Northumberland is a ceremonial and historic county, filled with ancient castles, hidden gardens, unspoilt beaches, rolling hills, rugged moorland, sweeping views, and friendly little market towns. It borders with Cumbria, Durham, Tyne and Wear and is the gateway to the Scottish Borders.
Northumberland has a wide array of historical castles, with battlements and portcullises; ghostly ruins guarding endless sandy beaches. The landscapes and vast coastlines echo with ancient footsteps. Northumberland has the most castles on its lands than any other county in the UK, including Bamburgh Castle; and Alnwick Castle which stood in as the school for a noted fictional wizard.
Northumberland is a very popular destination for history buffs, ramblers, mountain bikers and romantics looking to get lost together.
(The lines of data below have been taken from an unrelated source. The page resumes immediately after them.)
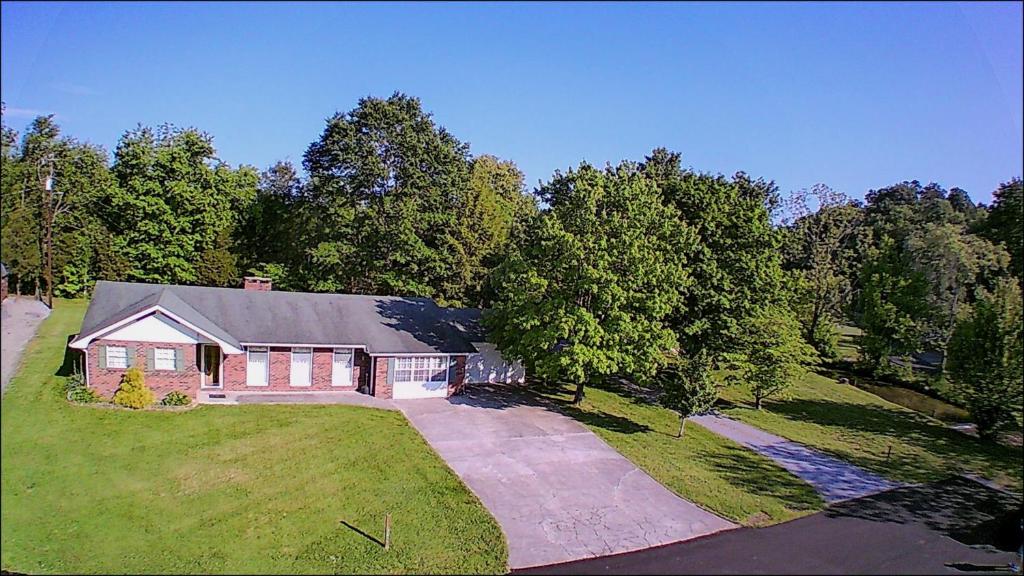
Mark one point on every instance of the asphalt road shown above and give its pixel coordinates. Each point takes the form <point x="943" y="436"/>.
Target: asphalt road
<point x="914" y="530"/>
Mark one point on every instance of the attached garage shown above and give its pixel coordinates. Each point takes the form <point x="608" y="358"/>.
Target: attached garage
<point x="420" y="376"/>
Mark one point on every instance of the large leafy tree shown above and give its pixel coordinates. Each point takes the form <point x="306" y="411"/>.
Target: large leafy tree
<point x="952" y="262"/>
<point x="81" y="183"/>
<point x="893" y="304"/>
<point x="588" y="291"/>
<point x="497" y="207"/>
<point x="389" y="184"/>
<point x="774" y="356"/>
<point x="1006" y="223"/>
<point x="820" y="249"/>
<point x="274" y="229"/>
<point x="735" y="268"/>
<point x="986" y="358"/>
<point x="175" y="208"/>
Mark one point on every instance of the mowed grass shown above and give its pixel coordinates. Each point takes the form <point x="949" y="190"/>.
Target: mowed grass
<point x="860" y="427"/>
<point x="706" y="468"/>
<point x="219" y="489"/>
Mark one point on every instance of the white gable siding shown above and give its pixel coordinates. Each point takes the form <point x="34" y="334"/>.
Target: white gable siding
<point x="156" y="328"/>
<point x="488" y="367"/>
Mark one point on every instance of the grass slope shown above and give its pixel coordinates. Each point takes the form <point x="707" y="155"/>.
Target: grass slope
<point x="247" y="489"/>
<point x="860" y="427"/>
<point x="702" y="467"/>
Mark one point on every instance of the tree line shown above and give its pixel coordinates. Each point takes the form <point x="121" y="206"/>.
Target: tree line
<point x="643" y="270"/>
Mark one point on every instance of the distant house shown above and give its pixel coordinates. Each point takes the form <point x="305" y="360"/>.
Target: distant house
<point x="202" y="341"/>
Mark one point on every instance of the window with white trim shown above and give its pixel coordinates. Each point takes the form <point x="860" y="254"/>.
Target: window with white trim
<point x="117" y="357"/>
<point x="258" y="367"/>
<point x="421" y="369"/>
<point x="164" y="359"/>
<point x="341" y="368"/>
<point x="302" y="367"/>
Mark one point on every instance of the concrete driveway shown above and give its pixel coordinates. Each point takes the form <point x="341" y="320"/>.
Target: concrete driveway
<point x="558" y="491"/>
<point x="19" y="317"/>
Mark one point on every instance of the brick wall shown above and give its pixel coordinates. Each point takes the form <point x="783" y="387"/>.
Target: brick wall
<point x="383" y="389"/>
<point x="281" y="371"/>
<point x="381" y="386"/>
<point x="457" y="383"/>
<point x="105" y="381"/>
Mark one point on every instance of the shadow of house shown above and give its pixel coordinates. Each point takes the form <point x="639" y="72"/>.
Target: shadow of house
<point x="960" y="507"/>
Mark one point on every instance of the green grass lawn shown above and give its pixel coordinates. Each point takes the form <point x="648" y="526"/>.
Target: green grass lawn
<point x="860" y="427"/>
<point x="245" y="489"/>
<point x="704" y="467"/>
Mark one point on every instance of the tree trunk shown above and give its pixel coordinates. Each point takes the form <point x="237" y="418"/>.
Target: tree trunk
<point x="578" y="398"/>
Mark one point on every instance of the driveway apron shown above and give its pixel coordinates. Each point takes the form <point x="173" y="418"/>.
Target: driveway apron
<point x="558" y="491"/>
<point x="834" y="479"/>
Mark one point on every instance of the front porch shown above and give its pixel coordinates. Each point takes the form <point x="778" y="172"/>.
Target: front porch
<point x="207" y="396"/>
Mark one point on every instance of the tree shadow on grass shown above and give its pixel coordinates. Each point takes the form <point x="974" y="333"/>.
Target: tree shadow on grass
<point x="958" y="507"/>
<point x="550" y="398"/>
<point x="906" y="427"/>
<point x="757" y="475"/>
<point x="373" y="539"/>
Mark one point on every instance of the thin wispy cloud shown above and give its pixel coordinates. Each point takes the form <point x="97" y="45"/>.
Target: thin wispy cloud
<point x="75" y="89"/>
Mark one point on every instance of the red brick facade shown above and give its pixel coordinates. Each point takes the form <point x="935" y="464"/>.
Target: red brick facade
<point x="383" y="388"/>
<point x="281" y="370"/>
<point x="107" y="380"/>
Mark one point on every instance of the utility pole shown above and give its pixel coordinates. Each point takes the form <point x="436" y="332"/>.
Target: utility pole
<point x="48" y="234"/>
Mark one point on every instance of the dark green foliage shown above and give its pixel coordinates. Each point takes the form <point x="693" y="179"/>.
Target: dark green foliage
<point x="1006" y="223"/>
<point x="986" y="358"/>
<point x="390" y="188"/>
<point x="133" y="392"/>
<point x="174" y="398"/>
<point x="76" y="391"/>
<point x="735" y="268"/>
<point x="687" y="386"/>
<point x="587" y="292"/>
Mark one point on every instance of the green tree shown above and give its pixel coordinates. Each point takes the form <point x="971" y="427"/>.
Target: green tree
<point x="985" y="358"/>
<point x="893" y="304"/>
<point x="952" y="263"/>
<point x="774" y="356"/>
<point x="588" y="291"/>
<point x="1006" y="223"/>
<point x="819" y="248"/>
<point x="735" y="268"/>
<point x="175" y="206"/>
<point x="389" y="186"/>
<point x="497" y="205"/>
<point x="687" y="387"/>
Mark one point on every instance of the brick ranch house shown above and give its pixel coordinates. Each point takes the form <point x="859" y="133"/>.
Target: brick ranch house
<point x="207" y="341"/>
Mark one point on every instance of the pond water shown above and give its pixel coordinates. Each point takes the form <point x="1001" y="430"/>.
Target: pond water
<point x="918" y="402"/>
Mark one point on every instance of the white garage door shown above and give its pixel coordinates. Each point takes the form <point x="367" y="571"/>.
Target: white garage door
<point x="424" y="376"/>
<point x="488" y="367"/>
<point x="404" y="391"/>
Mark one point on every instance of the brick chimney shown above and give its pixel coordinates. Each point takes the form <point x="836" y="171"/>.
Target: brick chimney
<point x="258" y="283"/>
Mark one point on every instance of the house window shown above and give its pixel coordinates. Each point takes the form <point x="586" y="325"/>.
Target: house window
<point x="164" y="359"/>
<point x="302" y="367"/>
<point x="258" y="367"/>
<point x="117" y="357"/>
<point x="341" y="368"/>
<point x="421" y="369"/>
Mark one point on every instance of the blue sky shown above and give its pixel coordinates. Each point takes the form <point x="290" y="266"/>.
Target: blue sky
<point x="854" y="95"/>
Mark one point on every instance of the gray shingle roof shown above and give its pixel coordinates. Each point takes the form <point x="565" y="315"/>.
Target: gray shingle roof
<point x="383" y="324"/>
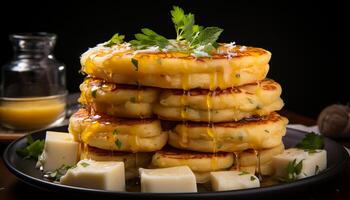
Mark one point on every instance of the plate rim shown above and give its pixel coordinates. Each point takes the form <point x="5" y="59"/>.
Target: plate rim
<point x="40" y="183"/>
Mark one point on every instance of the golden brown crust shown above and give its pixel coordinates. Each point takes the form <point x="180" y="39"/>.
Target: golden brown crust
<point x="255" y="120"/>
<point x="169" y="152"/>
<point x="85" y="115"/>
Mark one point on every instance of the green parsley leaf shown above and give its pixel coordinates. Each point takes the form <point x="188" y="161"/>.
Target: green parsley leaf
<point x="208" y="36"/>
<point x="33" y="149"/>
<point x="132" y="99"/>
<point x="243" y="173"/>
<point x="116" y="131"/>
<point x="135" y="63"/>
<point x="293" y="170"/>
<point x="317" y="169"/>
<point x="190" y="38"/>
<point x="118" y="143"/>
<point x="149" y="38"/>
<point x="311" y="141"/>
<point x="94" y="93"/>
<point x="116" y="39"/>
<point x="84" y="164"/>
<point x="81" y="72"/>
With endless countryside and ambling down the coastside, there is plenty to see and do in this stunning county.
As the sun goes down in the evening, the Northumberland skies open up, revealing millions of stars; pinpricked light beaming down on a pitch black canvas.
The Northumberland wildlife ecosystem is as diverse as its countryside; the British red squirrel can be found in abundance at home in the Cragside, Hulne Parks and Thrunton Woods areas. Equally a trip to Farne Island will unveil a vast array of wildlife, from mesmerising Puffins to captivating Grey Seals as well as a favourite nesting stop for other rare seabirds. The Northern Pennines are home to 80% of the UK’s black grouse population.
As the most sparsely populated County in England, a local joke has been born that “Congestion means you can see another car and heavy congestion means you had to brake to let some sheep past.”
Northumberland is truly a county of contrast, whilst you can wonder at the idyllic countryside and coastland; a look back into its history unveils a rich and dark history, the lands have been fought over for almost 2000 years, which can be found by exploring the many battlements and forts built to protect and defend the area.
A trip to the west will find you discovering the site of Hadrian’s Wall, originally spanning 73 miles of the Roman frontier, The Wall formed the northernmost border of the Roman empire in the United Kingdom.
Closer to Newcastle lies Belsay Hall, Castle and Gardens; the unusual gardens are Grade I listed, complete with their own microclimate and are an extensive feature of the Hall and Castle. Belsay Castle has origins as far back as the medieval era, with the Grecian-style Hall showcasing the incredible craftsmanship of the local tradesmen.
North of Alnwick, is Holy Island; this Lindisfarne Priory and Holy Island have drawn visitors for over 13 Centuries. The ruins stand peacefully with memories of monks and saints of Anglo-Saxon from medieval northumbria; gazing out to the horizon, it is easy to imagine the terror that must have come from the sight of Viking sails approaching, with plans of raiding the medieval lands.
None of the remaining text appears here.